Multiple-kernel, multiple-instance similarity features for efficient visual object detection.

Chensheng Sun1, Kin-Man Lam

  • 1Department of Electronic and Information Engineering, Center for Signal Processing, The Hong Kong Polytechnic University, Hong Kong. chensheng.sun@connect.polyu.hk

IEEE Transactions on Image Processing : a Publication of the IEEE Signal Processing Society
|April 4, 2013
PubMed
Summary
This summary is machine-generated.

This study introduces a novel visual object detection method using exemplar similarity.
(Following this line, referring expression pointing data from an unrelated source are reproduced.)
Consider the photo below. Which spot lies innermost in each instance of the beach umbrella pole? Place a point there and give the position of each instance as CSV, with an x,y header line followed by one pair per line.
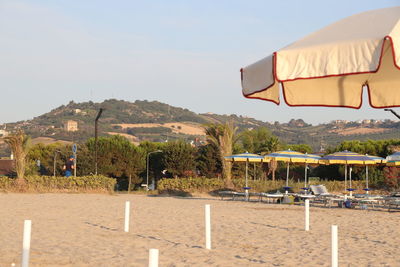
x,y
351,191
345,178
305,176
247,190
366,176
287,177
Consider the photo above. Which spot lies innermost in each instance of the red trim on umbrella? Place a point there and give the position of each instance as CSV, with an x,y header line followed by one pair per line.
x,y
326,76
258,91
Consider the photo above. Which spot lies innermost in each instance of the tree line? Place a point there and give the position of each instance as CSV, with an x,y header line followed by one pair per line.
x,y
122,160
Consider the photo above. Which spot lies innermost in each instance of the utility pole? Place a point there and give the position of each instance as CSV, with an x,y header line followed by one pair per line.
x,y
95,138
393,112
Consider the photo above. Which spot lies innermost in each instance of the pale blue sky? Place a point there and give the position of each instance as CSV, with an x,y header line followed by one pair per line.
x,y
183,53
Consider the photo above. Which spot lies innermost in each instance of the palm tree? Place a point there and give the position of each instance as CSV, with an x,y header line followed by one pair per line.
x,y
18,143
223,136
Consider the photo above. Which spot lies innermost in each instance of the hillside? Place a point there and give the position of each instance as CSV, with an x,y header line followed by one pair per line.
x,y
156,121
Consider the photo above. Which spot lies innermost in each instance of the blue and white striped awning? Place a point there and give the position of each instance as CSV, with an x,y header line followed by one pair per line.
x,y
249,157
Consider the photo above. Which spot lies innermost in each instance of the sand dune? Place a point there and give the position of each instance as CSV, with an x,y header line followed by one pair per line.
x,y
87,230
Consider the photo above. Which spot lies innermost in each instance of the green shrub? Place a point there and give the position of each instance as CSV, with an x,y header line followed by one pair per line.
x,y
198,184
36,183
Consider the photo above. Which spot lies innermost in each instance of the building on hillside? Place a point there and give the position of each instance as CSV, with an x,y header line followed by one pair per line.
x,y
3,133
71,126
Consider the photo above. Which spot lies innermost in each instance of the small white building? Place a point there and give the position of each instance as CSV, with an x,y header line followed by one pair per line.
x,y
71,126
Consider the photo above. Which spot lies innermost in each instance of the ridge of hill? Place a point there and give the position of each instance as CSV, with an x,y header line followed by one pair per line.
x,y
156,121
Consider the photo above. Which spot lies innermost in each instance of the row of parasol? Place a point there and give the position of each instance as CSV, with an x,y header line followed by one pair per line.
x,y
346,158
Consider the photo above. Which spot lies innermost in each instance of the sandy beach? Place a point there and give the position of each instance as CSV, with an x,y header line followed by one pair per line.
x,y
88,230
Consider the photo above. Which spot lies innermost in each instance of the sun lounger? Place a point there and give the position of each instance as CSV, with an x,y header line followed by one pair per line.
x,y
323,196
271,197
232,194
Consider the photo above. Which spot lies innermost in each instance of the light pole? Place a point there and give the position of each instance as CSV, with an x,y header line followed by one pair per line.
x,y
55,157
147,176
393,112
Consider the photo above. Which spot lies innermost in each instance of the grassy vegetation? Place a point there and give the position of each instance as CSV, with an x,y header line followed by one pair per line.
x,y
48,184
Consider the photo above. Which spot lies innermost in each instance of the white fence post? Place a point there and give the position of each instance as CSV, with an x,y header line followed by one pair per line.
x,y
153,257
26,243
335,256
208,226
307,214
127,210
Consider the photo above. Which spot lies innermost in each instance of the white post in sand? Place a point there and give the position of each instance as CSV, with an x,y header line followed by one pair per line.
x,y
127,210
208,226
335,262
26,243
307,214
153,257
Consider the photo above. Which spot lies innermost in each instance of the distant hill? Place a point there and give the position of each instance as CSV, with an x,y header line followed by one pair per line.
x,y
156,121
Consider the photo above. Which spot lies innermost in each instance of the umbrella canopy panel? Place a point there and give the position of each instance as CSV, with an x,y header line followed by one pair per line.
x,y
331,66
288,156
394,157
347,157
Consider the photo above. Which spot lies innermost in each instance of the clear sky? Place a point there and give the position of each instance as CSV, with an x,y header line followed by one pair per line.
x,y
184,53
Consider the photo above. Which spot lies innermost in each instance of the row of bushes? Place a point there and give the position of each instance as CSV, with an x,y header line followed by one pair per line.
x,y
201,185
38,183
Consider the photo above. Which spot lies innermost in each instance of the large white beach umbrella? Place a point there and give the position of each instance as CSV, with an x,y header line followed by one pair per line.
x,y
330,67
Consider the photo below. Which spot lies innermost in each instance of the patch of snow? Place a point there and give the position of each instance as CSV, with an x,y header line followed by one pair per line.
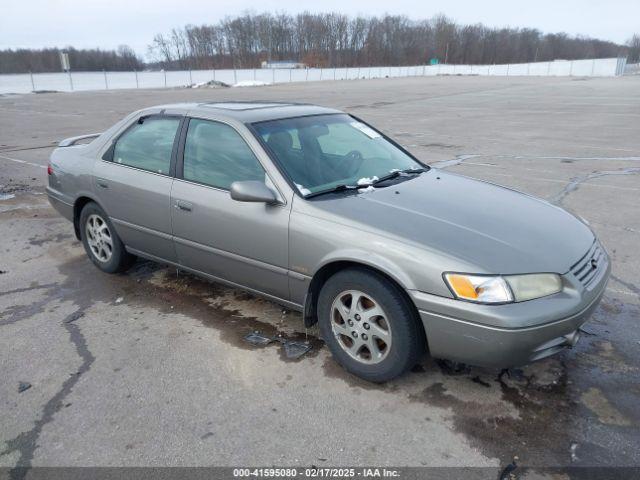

The approach integrates multiple-kernel and multiple-instance learning for improved accuracy and efficiency in object recognition tasks.

Related Experiment Videos

Area of Science:

  • Computer Vision
  • Machine Learning
  • Pattern Recognition

Background:

  • Visual object detection remains a challenging problem in computer vision.
  • Existing methods often struggle with variations in object appearance, scale, and alignment.
  • The integration of advanced machine learning techniques is crucial for enhancing detection performance.

Purpose of the Study:

  • To develop a robust and efficient visual object detection framework.
  • To leverage the strengths of multiple-kernel learning and multiple-instance learning for feature representation.
  • To address challenges posed by high-dimensional feature spaces and alignment inaccuracies.

Main Methods:

  • Utilizing the similarity between sample instances and exemplars as key features.
  • Incorporating multiple-kernel learning (MKL) and multiple-instance learning (MIL) at the feature level.
  • Implementing a pooling strategy for similarity values to handle alignment variations.
  • Proposing a forward feature-selection technique and a coarse-to-fine learning scheme for efficient exemplar selection.

Main Results:

  • The proposed method demonstrates effective visual object detection capabilities.
  • The integration of MKL and MIL enhances feature representation and robustness.
  • The feature-selection and learning schemes lead to efficient classifiers with maintained performance.
  • Successful validation on both synthetic and real-world datasets.

Conclusions:

  • The exemplar-based similarity feature, combined with MKL and MIL, offers a powerful approach for visual object detection.
  • The proposed learning techniques effectively manage high-dimensional feature spaces and improve classifier efficiency.
  • This method provides a promising direction for advancing the field of object recognition.